Here we go with another building project named “Crossing” somewhere in its nomenclature. And like The Crossing in Jamaica, 115 Delancy has a significant affordability component. At 26 stories and with 195 apartments, 115 Delancy Street is part of an enormous development project known as Essex Crossing. Just how affordable is an apartment at 115 Delancy Street?
How is 115 Delancy Street affordable?
This project is affordable because it receives a twenty year 421-a property tax abatement. But not every unit is rent stabilized. Out of 195 apartments, 99 will be rent stabilized, 96 are considered “market rate.” For a few moments, I thought perhaps this building was constructed under the “new” 421-a, aka “Affordable New York” with the use of “market rate” appearing in the regulatory agreement. But construction would need to have started late January 1, 2016, and I think this project slipped in under the old program.
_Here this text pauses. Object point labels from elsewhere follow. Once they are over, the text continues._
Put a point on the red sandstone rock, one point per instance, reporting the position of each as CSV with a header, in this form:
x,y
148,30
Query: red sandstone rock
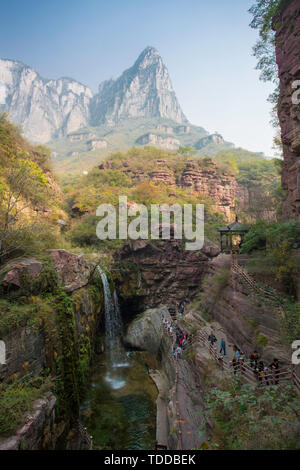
x,y
17,268
287,58
72,270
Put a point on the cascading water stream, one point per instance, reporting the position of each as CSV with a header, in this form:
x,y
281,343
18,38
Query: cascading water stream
x,y
116,356
120,408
Since this is a 421-a building, 99 apartments will be subject to rent stabilization. With the remaining 95 market rate units, some could be rent stabilized depending on where the rents settle, at least according to the regulatory agreement. Depending on one’s income, rent can be a low as $519 a month (if the renter’s income is less than $20,000, but as high as $3,424, if a family of 3 or more is making over $119,000 a year. Curbed has a good article describing the rental scheme for 115 Delancy Street.
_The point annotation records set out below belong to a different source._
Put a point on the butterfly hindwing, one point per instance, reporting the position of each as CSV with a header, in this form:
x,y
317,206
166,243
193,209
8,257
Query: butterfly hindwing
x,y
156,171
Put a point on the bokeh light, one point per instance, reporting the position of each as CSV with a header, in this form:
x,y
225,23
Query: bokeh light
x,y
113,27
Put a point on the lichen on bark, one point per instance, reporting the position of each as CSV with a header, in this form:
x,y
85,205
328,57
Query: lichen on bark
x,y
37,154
Although 115 Delancy Street is a rental building, the devil is always in the details. It’s actually a seven unit condominium, split between different entities within the building. One condo is for the “Essex Street Market”, two condos are for the movie theater and retail space, another is for an “urban farm”, one is for 45 income restricted units, another is for the market rate units, and the last is for the 53 apartments set aside for low income tenants. Now, you might be saying, “hey, I thought condos were exempt from rent stabilization!” They are, but the individual apartments would need to be condos and owned outright. Organizing blocks of condos for organizational purposes is another story, and are not exempt from rent regulation.
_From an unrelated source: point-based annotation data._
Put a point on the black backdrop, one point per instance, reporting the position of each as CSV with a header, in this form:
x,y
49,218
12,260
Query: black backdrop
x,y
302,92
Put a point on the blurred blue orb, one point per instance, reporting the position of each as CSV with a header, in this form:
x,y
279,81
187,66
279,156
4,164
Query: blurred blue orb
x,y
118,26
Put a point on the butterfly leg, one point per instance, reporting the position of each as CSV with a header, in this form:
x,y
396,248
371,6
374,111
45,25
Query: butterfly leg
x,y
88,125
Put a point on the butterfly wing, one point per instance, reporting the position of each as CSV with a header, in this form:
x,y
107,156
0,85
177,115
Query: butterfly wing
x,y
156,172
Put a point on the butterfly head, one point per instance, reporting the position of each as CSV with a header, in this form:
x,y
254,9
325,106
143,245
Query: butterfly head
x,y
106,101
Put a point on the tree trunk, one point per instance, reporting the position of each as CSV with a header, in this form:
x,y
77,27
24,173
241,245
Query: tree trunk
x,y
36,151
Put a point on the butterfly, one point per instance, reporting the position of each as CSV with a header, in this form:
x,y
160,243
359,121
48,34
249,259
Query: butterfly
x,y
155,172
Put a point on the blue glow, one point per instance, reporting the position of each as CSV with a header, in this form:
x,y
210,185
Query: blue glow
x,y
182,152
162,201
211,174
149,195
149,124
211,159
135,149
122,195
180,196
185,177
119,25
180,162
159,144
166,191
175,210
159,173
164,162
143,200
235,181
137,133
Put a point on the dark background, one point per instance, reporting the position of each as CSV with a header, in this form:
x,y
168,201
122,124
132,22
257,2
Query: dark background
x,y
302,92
Not everyone is on board with Essex Crossing. The Lower East Side, like much of New York, is seeing a rapid transformation from the city of old to…whatever it’s becoming. It’s easy enough to dismiss this sidewalk poster art as someone who may not know about the affordability components of Essex Crossing as a whole. But affordability is just a small piece of the puzzle. Essex Crossing standing alone may not lead to much gentrification, but Essex Crossing combined with the many other local projects, particularly One Manhattan Square, leaves an uncertain future for the area.